Linux Device Drivers (3rd Edition) [Electronic resources] نسخه متنی

15.3. Performing Direct I/O

Most I/O operations are

buffered
through the kernel. The use of
a kernel-space buffer allows a degree of separation between user
space and the actual device; this separation can make programming
easier and can also yield performance benefits in many situations.
There are cases, however, where it can be beneficial to perform I/O
directly to or from a user-space buffer. If the amount of data being
transferred is large, transferring data directly without an extra
copy through kernel space can speed things up.

One example of direct I/O use in the 2.6 kernel is the SCSI tape
driver. Streaming tapes can pass a lot of data through the system,
and tape transfers are usually record-oriented, so there is little
benefit to buffering data in the kernel. So, when the conditions are
right (the user-space buffer is page-aligned, for example), the SCSI
tape driver performs its I/O without copying the data.

That said, it is important to recognize that direct I/O does not
always provide the performance boost that one might expect. The
overhead of setting up direct I/O (which involves faulting in and
pinning down the relevant user pages) can be significant, and the
benefits of buffered I/O are lost. For example, the use of direct I/O
requires that the write system call operate
synchronously; otherwise the application does not know when it can
reuse its I/O buffer. Stopping the application until each write
completes can slow things down, which is why applications that use
direct I/O often use asynchronous I/O operations as well.

The real moral of the story, in any case, is that implementing direct
I/O in a char driver is usually unnecessary and can be hurtful. You
should take that step only if you are sure that the overhead of
buffered I/O is truly slowing things down. Note also that block and
network drivers need not worry about implementing direct I/O at all;
in both cases, higher-level code in the kernel sets up and makes use
of direct I/O when it is indicated, and driver-level code need not
even know that direct I/O is being performed.

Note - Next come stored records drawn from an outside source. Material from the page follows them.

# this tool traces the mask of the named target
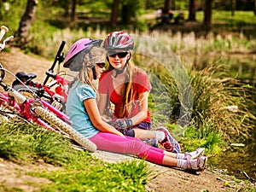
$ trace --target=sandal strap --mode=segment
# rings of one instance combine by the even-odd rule
[[[185,153],[185,155],[187,157],[187,166],[188,166],[188,169],[191,170],[191,161],[190,161],[191,155],[188,152]]]

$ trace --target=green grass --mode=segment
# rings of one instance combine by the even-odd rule
[[[59,167],[26,173],[50,181],[38,186],[40,191],[143,191],[149,174],[143,160],[102,162],[89,152],[73,149],[61,136],[26,123],[0,125],[0,157],[21,165],[40,160]],[[22,191],[0,186],[3,189]]]

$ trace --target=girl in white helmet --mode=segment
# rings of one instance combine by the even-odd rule
[[[158,165],[201,172],[207,158],[203,150],[175,154],[145,144],[138,138],[124,136],[102,119],[97,105],[93,79],[99,79],[104,70],[104,50],[101,41],[84,38],[69,49],[65,67],[79,72],[70,84],[67,101],[67,114],[74,129],[93,142],[97,148],[109,152],[132,154]]]

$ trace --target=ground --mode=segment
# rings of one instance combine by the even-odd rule
[[[13,73],[23,71],[37,74],[38,82],[44,80],[45,72],[50,67],[53,61],[33,55],[25,55],[17,49],[12,49],[9,53],[2,52],[0,61],[2,65]],[[13,79],[13,77],[8,75],[5,83],[10,83]],[[93,154],[105,161],[113,163],[132,158],[102,151],[96,151]],[[220,170],[212,167],[207,167],[207,170],[198,172],[198,174],[192,174],[151,163],[148,163],[148,165],[152,172],[146,185],[146,191],[247,191],[244,182],[237,183],[230,177],[222,174]],[[38,191],[36,186],[50,181],[46,178],[33,177],[26,174],[26,172],[34,169],[55,170],[59,167],[41,161],[38,161],[36,165],[17,165],[0,159],[0,186],[20,188],[26,192]],[[30,185],[29,183],[32,183],[38,184]]]

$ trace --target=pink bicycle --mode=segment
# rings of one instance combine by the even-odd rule
[[[46,79],[43,84],[32,81],[32,79],[37,77],[36,74],[26,74],[24,72],[19,72],[16,74],[16,80],[13,82],[13,88],[18,92],[20,92],[23,95],[30,96],[31,97],[35,96],[44,98],[58,109],[65,111],[65,106],[67,97],[66,90],[67,89],[69,82],[60,75],[60,72],[58,72],[56,74],[53,73],[56,63],[58,62],[58,65],[60,66],[61,63],[64,61],[64,54],[61,54],[61,52],[63,50],[65,44],[66,42],[62,41],[52,66],[45,73]],[[17,76],[22,79],[22,82],[19,80],[19,77]],[[49,78],[52,78],[53,80],[47,84]],[[55,86],[54,91],[51,90],[51,88],[55,85],[57,86]]]
[[[1,27],[0,40],[8,32],[6,26]],[[6,38],[0,44],[0,51],[4,49],[5,42],[11,38]],[[85,138],[71,126],[68,117],[41,98],[26,98],[11,86],[3,83],[5,73],[11,72],[5,69],[0,64],[0,86],[6,93],[0,92],[0,114],[9,118],[18,117],[30,123],[36,123],[49,131],[64,133],[69,138],[79,144],[81,148],[90,152],[96,150],[95,143]],[[15,75],[14,75],[15,76]]]

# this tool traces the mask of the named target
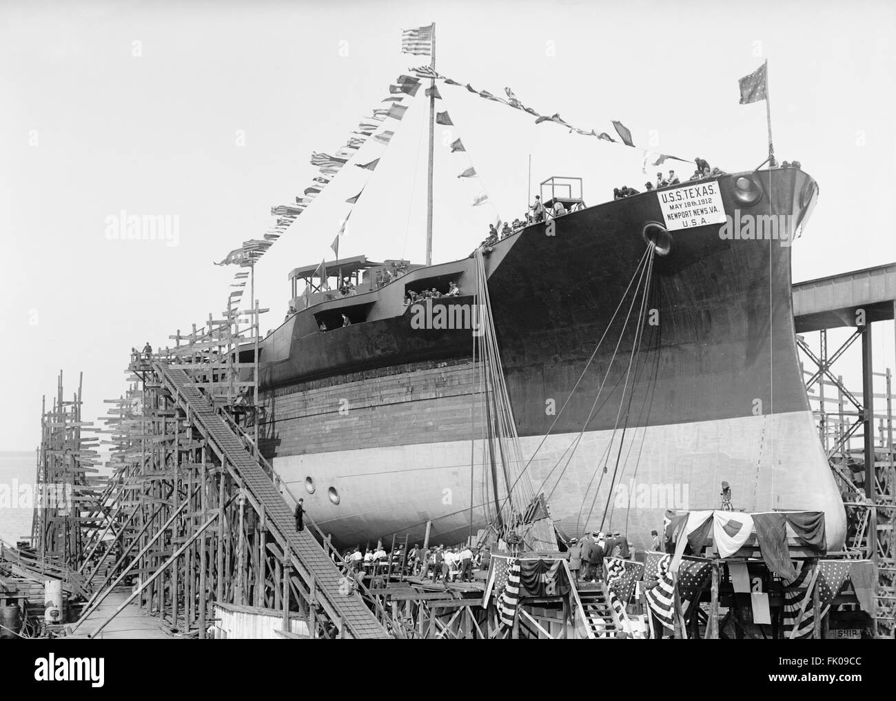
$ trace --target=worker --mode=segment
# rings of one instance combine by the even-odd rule
[[[585,533],[579,541],[582,549],[582,578],[586,582],[591,578],[591,549],[594,547],[594,539],[590,533]]]
[[[535,195],[535,204],[530,207],[532,210],[532,216],[536,222],[545,221],[545,205],[541,203],[541,197]]]
[[[296,530],[305,530],[305,506],[301,497],[298,499],[298,503],[296,505]]]
[[[461,581],[469,582],[473,576],[473,551],[468,545],[461,550]]]
[[[591,537],[595,539],[595,543],[591,546],[588,564],[593,582],[604,578],[604,546],[607,544],[607,539],[603,533],[597,531],[591,532]]]
[[[569,541],[569,568],[573,572],[573,579],[579,581],[579,572],[582,569],[582,545],[577,538]]]
[[[442,564],[444,562],[444,555],[442,553],[442,546],[439,545],[433,552],[433,582],[439,578],[442,574]]]

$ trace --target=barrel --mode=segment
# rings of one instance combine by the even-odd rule
[[[22,617],[19,615],[17,604],[12,606],[0,606],[0,638],[15,637],[22,628]]]
[[[44,620],[62,623],[62,582],[58,579],[44,582]]]

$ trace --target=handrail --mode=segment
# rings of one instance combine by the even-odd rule
[[[218,414],[221,416],[225,420],[225,421],[227,421],[228,427],[234,430],[234,433],[236,433],[240,437],[240,439],[243,441],[244,446],[246,446],[246,447],[253,454],[253,457],[258,460],[259,464],[262,466],[264,472],[268,473],[268,476],[274,483],[274,487],[276,487],[281,492],[285,491],[287,494],[289,495],[289,497],[292,498],[293,501],[297,503],[298,498],[296,497],[295,494],[292,493],[292,490],[289,489],[289,486],[280,478],[280,476],[273,469],[273,466],[264,458],[261,451],[258,449],[258,446],[255,445],[254,440],[253,440],[252,437],[246,431],[245,431],[239,424],[234,421],[233,417],[231,417],[227,411],[225,411],[223,408],[219,407],[217,411]],[[337,564],[340,565],[342,571],[345,573],[345,575],[348,575],[348,573],[351,571],[349,564],[340,554],[339,550],[333,547],[332,543],[323,534],[323,532],[321,530],[320,526],[317,525],[316,522],[308,515],[306,515],[306,518],[307,519],[308,524],[314,529],[314,531],[317,532],[317,534],[320,537],[320,541],[322,541],[322,545],[324,547],[324,551],[328,555],[335,556],[335,560]],[[388,611],[386,611],[385,608],[379,602],[377,598],[374,596],[373,593],[365,585],[364,582],[360,579],[358,579],[357,577],[352,577],[352,581],[354,582],[355,586],[358,588],[359,593],[361,593],[362,598],[365,601],[366,601],[369,604],[372,604],[374,606],[374,609],[375,610],[376,613],[381,617],[383,622],[384,623],[388,622],[392,626],[393,631],[396,632],[401,631],[401,627],[396,625],[396,622],[392,620]]]

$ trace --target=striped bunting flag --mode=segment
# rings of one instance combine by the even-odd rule
[[[507,627],[513,625],[516,606],[520,602],[520,560],[511,560],[507,568],[507,584],[498,597],[498,615]]]
[[[414,56],[432,56],[433,25],[415,27],[401,31],[401,53]]]
[[[653,553],[648,553],[648,557]],[[663,555],[659,559],[658,584],[655,587],[648,589],[645,593],[647,605],[653,617],[659,620],[664,627],[675,630],[674,607],[673,607],[673,586],[672,573],[669,571],[669,564],[672,561],[671,555]],[[648,566],[649,567],[650,566]],[[682,616],[687,618],[688,610],[694,600],[694,596],[705,584],[711,572],[712,566],[709,560],[696,559],[694,558],[684,558],[681,567],[678,570],[678,587],[681,598]],[[682,589],[689,589],[688,593],[682,592]]]
[[[607,586],[628,603],[634,593],[634,583],[644,574],[644,566],[640,562],[619,558],[606,558],[604,564],[607,566]]]
[[[818,598],[821,604],[822,618],[827,614],[834,597],[840,593],[843,584],[846,584],[847,576],[849,574],[849,560],[820,560],[818,563],[818,577],[815,580],[815,586],[818,587]],[[790,637],[794,624],[799,617],[799,610],[803,605],[803,599],[811,595],[806,587],[812,581],[812,567],[803,563],[803,567],[797,576],[793,579],[785,579],[784,582],[784,617],[783,624],[788,631],[787,637]],[[798,589],[797,589],[798,587]],[[803,613],[803,619],[799,622],[795,638],[811,637],[815,628],[814,611],[812,601],[806,601],[806,610]]]

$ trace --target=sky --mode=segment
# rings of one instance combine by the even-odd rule
[[[776,153],[821,187],[794,280],[896,260],[889,2],[0,0],[0,449],[39,443],[41,396],[60,370],[67,397],[83,372],[93,420],[125,390],[132,347],[218,317],[235,269],[212,261],[261,238],[271,207],[316,175],[311,152],[333,153],[400,74],[427,62],[401,54],[400,38],[431,22],[440,74],[494,94],[509,86],[584,129],[612,134],[620,120],[636,145],[728,171],[765,158],[765,103],[739,105],[737,79],[768,59]],[[435,134],[435,262],[466,256],[495,216],[522,216],[550,176],[582,177],[590,205],[614,186],[642,189],[657,169],[642,171],[641,151],[440,91],[454,125]],[[358,152],[382,160],[340,255],[424,261],[426,116],[420,91],[390,120],[388,148]],[[466,153],[448,152],[455,138]],[[470,164],[476,183],[457,177]],[[283,319],[289,271],[333,258],[345,199],[370,175],[343,169],[258,264],[263,329]],[[478,186],[489,202],[473,207]],[[177,218],[177,246],[110,239],[123,212]],[[875,332],[877,368],[892,368],[892,324]]]

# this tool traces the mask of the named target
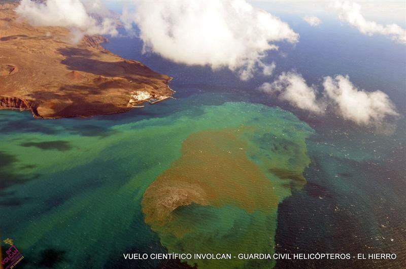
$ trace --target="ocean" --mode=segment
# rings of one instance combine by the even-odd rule
[[[300,42],[269,53],[275,74],[293,70],[319,86],[348,75],[406,114],[404,46],[336,22],[285,19]],[[104,46],[173,77],[176,100],[84,119],[0,111],[0,234],[24,255],[18,266],[404,267],[404,116],[377,129],[309,116],[256,89],[275,75],[242,82],[143,54],[136,35],[121,33]],[[397,257],[123,257],[161,253]]]

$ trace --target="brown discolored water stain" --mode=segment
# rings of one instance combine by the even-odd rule
[[[176,209],[192,203],[236,206],[249,213],[275,211],[278,198],[272,183],[247,158],[243,132],[233,129],[205,130],[188,137],[182,145],[181,157],[144,193],[146,222],[153,229],[161,226],[170,221]]]
[[[69,150],[72,148],[69,142],[61,140],[44,142],[26,142],[21,143],[20,145],[22,147],[35,147],[44,150],[56,150],[59,151]]]

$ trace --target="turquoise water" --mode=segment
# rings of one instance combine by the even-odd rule
[[[326,21],[311,29],[295,19],[289,22],[300,42],[294,47],[281,45],[286,58],[270,52],[277,62],[275,75],[295,69],[319,85],[324,76],[348,74],[363,88],[387,93],[405,115],[404,46],[343,29],[338,23]],[[334,38],[329,32],[335,33]],[[27,112],[0,111],[0,236],[13,239],[24,255],[18,266],[184,267],[185,261],[122,257],[183,248],[397,255],[392,261],[345,263],[197,261],[200,267],[404,267],[405,118],[394,123],[394,129],[376,130],[333,115],[314,117],[255,90],[273,78],[259,76],[243,83],[226,70],[176,64],[142,54],[136,38],[112,39],[106,46],[174,77],[171,87],[178,99],[88,119],[43,120]],[[200,150],[203,155],[196,158]],[[225,154],[229,151],[230,156]],[[201,172],[204,180],[190,178],[211,160],[218,164],[209,169],[215,176]],[[227,177],[237,166],[255,177],[243,171]],[[178,178],[186,180],[162,185],[162,179]],[[234,181],[236,188],[248,183],[250,191],[238,196],[226,185],[214,184],[216,178]],[[154,216],[146,219],[148,212],[165,212],[154,187],[174,186],[174,193],[193,194],[185,182],[218,195],[180,199],[182,205],[163,222]],[[258,182],[272,191],[263,191]],[[158,203],[147,203],[146,193]],[[182,229],[188,233],[180,233]]]
[[[163,252],[165,248],[174,252],[217,253],[222,249],[238,253],[257,246],[258,252],[273,252],[278,204],[306,182],[301,176],[310,162],[306,140],[314,131],[287,111],[226,102],[232,99],[228,94],[196,94],[148,106],[142,111],[148,116],[134,118],[122,114],[43,120],[26,112],[2,112],[2,127],[20,128],[4,128],[6,131],[1,133],[2,158],[7,160],[1,167],[2,234],[14,240],[27,268],[50,263],[54,267],[120,267],[125,266],[119,266],[124,262],[123,253]],[[181,157],[187,139],[204,131],[209,131],[204,139],[191,145],[203,150],[220,148],[225,153],[216,162],[213,156],[220,153],[207,153],[195,165],[206,161],[207,165],[223,166],[220,170],[209,167],[206,174],[194,170],[193,179],[196,184],[212,186],[214,188],[209,192],[220,191],[219,196],[198,207],[194,200],[177,209],[173,214],[180,224],[174,219],[165,220],[163,227],[146,223],[142,208],[146,189]],[[226,147],[221,141],[225,131],[236,138]],[[193,165],[186,166],[193,170]],[[277,168],[296,177],[273,171]],[[244,173],[246,177],[241,176]],[[205,177],[209,181],[202,183]],[[242,192],[228,192],[222,177],[229,184],[246,186],[242,189],[251,189],[252,193],[240,200],[242,196],[233,195]],[[186,189],[184,187],[181,189]],[[261,192],[263,196],[258,196]],[[152,206],[153,212],[160,210],[159,206]],[[189,239],[175,231],[183,230],[187,221],[193,224]],[[236,232],[240,228],[244,232]],[[206,229],[199,228],[198,223],[204,223]],[[166,224],[172,228],[167,229]],[[202,234],[208,238],[216,234],[219,244],[208,241],[199,247],[197,238]],[[184,247],[174,245],[174,240],[183,242]],[[137,266],[158,266],[154,262]],[[189,261],[191,265],[196,262],[202,268],[224,265]],[[263,265],[272,264],[267,261]],[[254,265],[238,261],[235,266]]]

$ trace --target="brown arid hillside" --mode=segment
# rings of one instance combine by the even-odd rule
[[[171,78],[103,49],[101,36],[70,42],[69,29],[33,27],[0,4],[0,109],[35,117],[88,117],[123,112],[170,96]]]

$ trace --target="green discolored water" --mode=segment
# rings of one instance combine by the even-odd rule
[[[310,159],[305,141],[313,131],[280,109],[242,102],[190,105],[199,98],[213,103],[217,96],[171,102],[156,107],[160,114],[146,110],[132,119],[123,114],[47,121],[3,114],[3,129],[17,127],[0,134],[5,160],[0,231],[14,240],[25,266],[125,267],[136,261],[126,263],[123,253],[166,249],[272,253],[278,205],[306,182],[302,173]],[[222,141],[225,131],[233,138]],[[199,146],[207,151],[193,162],[187,154]],[[215,161],[221,169],[196,172]],[[177,163],[187,165],[174,172]],[[187,175],[197,187],[185,189],[185,181],[178,182],[146,192],[168,173]],[[233,192],[227,189],[229,184],[244,188]],[[208,196],[205,202],[175,205],[167,212],[171,217],[159,223],[149,221],[143,197],[149,191],[164,198],[159,192],[168,186],[175,192],[177,186],[187,192],[203,189]],[[216,197],[210,196],[214,193]],[[173,193],[166,194],[171,198]],[[157,206],[150,209],[153,214]],[[201,268],[272,265],[266,260],[185,261]],[[139,262],[149,267],[159,262]]]

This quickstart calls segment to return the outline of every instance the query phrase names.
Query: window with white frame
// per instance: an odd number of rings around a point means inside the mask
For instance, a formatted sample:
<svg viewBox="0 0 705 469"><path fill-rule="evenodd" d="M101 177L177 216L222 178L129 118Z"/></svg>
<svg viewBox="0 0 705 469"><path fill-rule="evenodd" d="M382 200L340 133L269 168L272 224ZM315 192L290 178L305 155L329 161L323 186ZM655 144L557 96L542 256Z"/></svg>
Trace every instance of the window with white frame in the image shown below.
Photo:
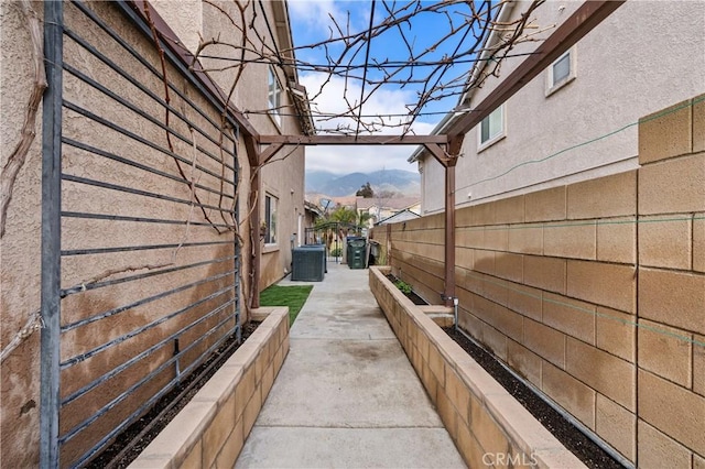
<svg viewBox="0 0 705 469"><path fill-rule="evenodd" d="M276 244L276 205L278 199L267 194L264 196L264 223L267 231L264 232L264 244Z"/></svg>
<svg viewBox="0 0 705 469"><path fill-rule="evenodd" d="M495 109L479 124L480 150L505 137L505 105Z"/></svg>
<svg viewBox="0 0 705 469"><path fill-rule="evenodd" d="M546 74L546 96L552 95L575 79L575 47L560 56Z"/></svg>
<svg viewBox="0 0 705 469"><path fill-rule="evenodd" d="M272 118L276 122L276 124L282 123L282 117L280 114L281 106L282 106L282 88L279 85L279 80L276 79L276 73L274 73L273 67L269 67L269 88L267 92L268 106L272 111Z"/></svg>

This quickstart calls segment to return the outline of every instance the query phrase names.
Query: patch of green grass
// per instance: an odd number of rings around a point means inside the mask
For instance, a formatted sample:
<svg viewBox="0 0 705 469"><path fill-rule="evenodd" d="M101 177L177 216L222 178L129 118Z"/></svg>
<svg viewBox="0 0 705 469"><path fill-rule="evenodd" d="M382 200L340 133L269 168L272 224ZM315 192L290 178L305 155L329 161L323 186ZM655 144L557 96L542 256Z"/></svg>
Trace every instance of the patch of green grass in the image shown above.
<svg viewBox="0 0 705 469"><path fill-rule="evenodd" d="M261 306L289 306L289 324L294 324L313 285L272 285L260 293Z"/></svg>

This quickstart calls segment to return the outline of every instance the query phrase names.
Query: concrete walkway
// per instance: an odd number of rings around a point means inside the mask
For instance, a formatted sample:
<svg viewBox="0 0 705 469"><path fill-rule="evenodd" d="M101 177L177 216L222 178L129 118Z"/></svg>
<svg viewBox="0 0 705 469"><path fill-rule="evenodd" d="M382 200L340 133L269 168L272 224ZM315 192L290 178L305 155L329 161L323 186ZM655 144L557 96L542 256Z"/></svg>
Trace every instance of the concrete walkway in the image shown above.
<svg viewBox="0 0 705 469"><path fill-rule="evenodd" d="M368 271L328 263L325 280L310 284L236 468L465 467L370 293Z"/></svg>

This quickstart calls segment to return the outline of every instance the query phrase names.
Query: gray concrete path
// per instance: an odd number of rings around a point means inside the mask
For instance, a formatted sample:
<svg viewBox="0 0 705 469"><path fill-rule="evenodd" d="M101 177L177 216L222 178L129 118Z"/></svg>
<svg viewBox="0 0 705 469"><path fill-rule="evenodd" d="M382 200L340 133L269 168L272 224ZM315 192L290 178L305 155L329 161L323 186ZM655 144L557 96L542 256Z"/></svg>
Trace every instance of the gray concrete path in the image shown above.
<svg viewBox="0 0 705 469"><path fill-rule="evenodd" d="M280 285L301 285L291 282ZM328 264L236 468L465 467L368 287Z"/></svg>

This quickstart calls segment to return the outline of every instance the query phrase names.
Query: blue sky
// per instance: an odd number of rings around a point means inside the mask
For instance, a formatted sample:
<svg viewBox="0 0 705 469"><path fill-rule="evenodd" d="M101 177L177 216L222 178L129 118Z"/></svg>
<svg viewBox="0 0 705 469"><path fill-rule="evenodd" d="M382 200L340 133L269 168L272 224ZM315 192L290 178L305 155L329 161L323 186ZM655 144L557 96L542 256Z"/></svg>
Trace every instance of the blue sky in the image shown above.
<svg viewBox="0 0 705 469"><path fill-rule="evenodd" d="M389 8L392 3L388 2ZM397 2L395 8L406 4L408 1ZM463 8L463 7L458 7ZM370 21L371 2L365 0L338 1L338 0L289 0L290 21L292 24L292 34L296 46L315 44L327 40L330 36L330 29L336 31L329 14L337 20L340 28L349 28L354 32L367 30ZM429 45L437 41L437 37L445 34L449 29L449 21L455 24L463 20L463 15L455 12L448 18L438 14L425 14L415 18L412 24L403 24L404 36L408 42L413 45L414 51L425 51ZM383 18L388 17L386 4L379 0L375 7L375 23L379 23ZM462 46L467 47L470 37ZM444 54L452 54L452 47L455 44L445 45L445 50L438 48L424 58L440 59ZM339 46L329 48L332 55L339 54ZM415 52L417 53L417 52ZM356 64L365 63L366 46L361 46L357 51L355 57ZM326 64L325 52L323 47L299 50L296 57L300 61L315 64ZM372 41L370 51L370 62L377 59L382 62L405 61L409 52L401 35L398 32L391 32ZM456 66L453 70L457 76L459 73L467 73L471 67L470 63ZM357 75L362 74L362 69L355 72ZM413 77L427 75L424 69L417 68ZM381 76L380 70L368 69L368 78L378 78ZM405 69L400 75L404 79L412 77L410 70ZM321 90L322 85L327 78L326 74L301 70L300 81L308 90L308 95L313 96ZM360 99L361 81L354 80L345 83L340 77L334 77L325 84L323 91L313 101L314 112L343 112L347 109L343 96L347 89L348 100L355 102ZM366 85L366 91L371 87ZM404 114L408 109L404 105L415 103L417 100L417 90L420 88L413 85L401 87L399 84L390 84L377 90L371 99L366 102L362 112L365 114ZM441 102L434 102L424 108L424 112L429 114L421 116L416 119L412 129L416 134L431 133L436 123L443 118L443 114L455 107L457 97L446 98ZM398 123L403 118L386 117L386 122ZM345 120L335 120L328 122L318 122L319 127L335 128L336 126L351 126L355 123ZM384 129L381 133L399 134L401 129ZM382 168L398 168L406 171L416 171L415 165L409 164L406 159L413 153L413 146L384 146L383 154L380 155L379 146L311 146L306 150L306 167L308 171L327 170L334 173L346 174L355 171L371 172Z"/></svg>

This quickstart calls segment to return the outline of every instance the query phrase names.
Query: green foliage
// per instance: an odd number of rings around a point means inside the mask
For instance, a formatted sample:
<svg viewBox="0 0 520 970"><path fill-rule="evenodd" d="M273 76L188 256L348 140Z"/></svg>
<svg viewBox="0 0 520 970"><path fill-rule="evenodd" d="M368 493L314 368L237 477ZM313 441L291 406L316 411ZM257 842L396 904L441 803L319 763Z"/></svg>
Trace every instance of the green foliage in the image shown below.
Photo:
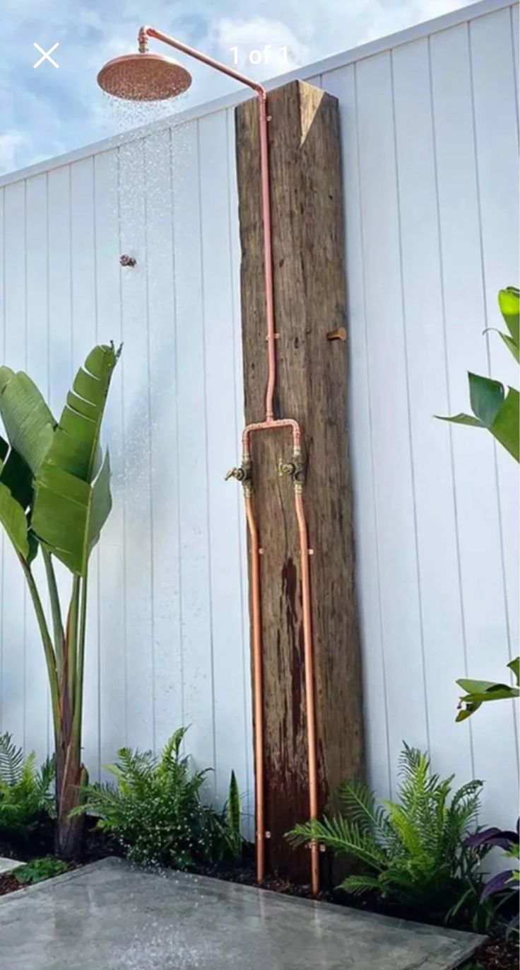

The key to implementing direct I/O in the 2.6 kernel is a function
called
get_user_pages
,
which is declared in <linux/mm.h> with the
following prototype:

int get_user_pages(struct task_struct *tsk, 
struct mm_struct *mm, 
unsigned long start,
int len, 
int write, 
int force, 
struct page **pages, 
struct vm_area_struct **vmas);

This function has several arguments:

tsk

A pointer to the task performing the I/O; its main purpose is to tell
the kernel who should be charged for any page faults incurred while
setting up the buffer. This argument is almost always passed as
current.

mm

A pointer to the memory management structure describing the address
space to be mapped. The mm_struct structure is the
piece that ties together all of the parts (VMAs) of a
process's virtual address space. For driver use,
this argument should always be current->mm.

start

len

start is the (page-aligned) address of the
user-space buffer, and len is the length of the
buffer in pages.

write

force

If write is nonzero, the pages are mapped for
write access (implying, of course, that user space is performing a
read operation). The force flag tells
get_user_pages to override the protections on
the given pages to provide the requested access; drivers should
always pass 0 here.

pages

vmas

Output parameters. Upon successful completion,
pages contain a list of pointers to the
struct page structures describing the user-space
buffer, and vmas contains pointers to the
associated VMAs. The parameters should, obviously, point to arrays
capable of holding at least len pointers. Either
parameter can be NULL, but you need, at least, the
struct page pointers to
actually operate on the buffer.

get_user_pages is a low-level memory management
function, with a suitably complex interface. It also requires that
the mmap reader/writer semaphore for the address space be obtained in
read mode before the call. As a result, calls to
get_user_pages usually look something like:

down_read(&current->mm->mmap_sem);
result = get_user_pages(current, current->mm, ...);
up_read(&current->mm->mmap_sem);

The return value is the number of pages actually mapped, which could
be fewer than the number requested (but greater than zero).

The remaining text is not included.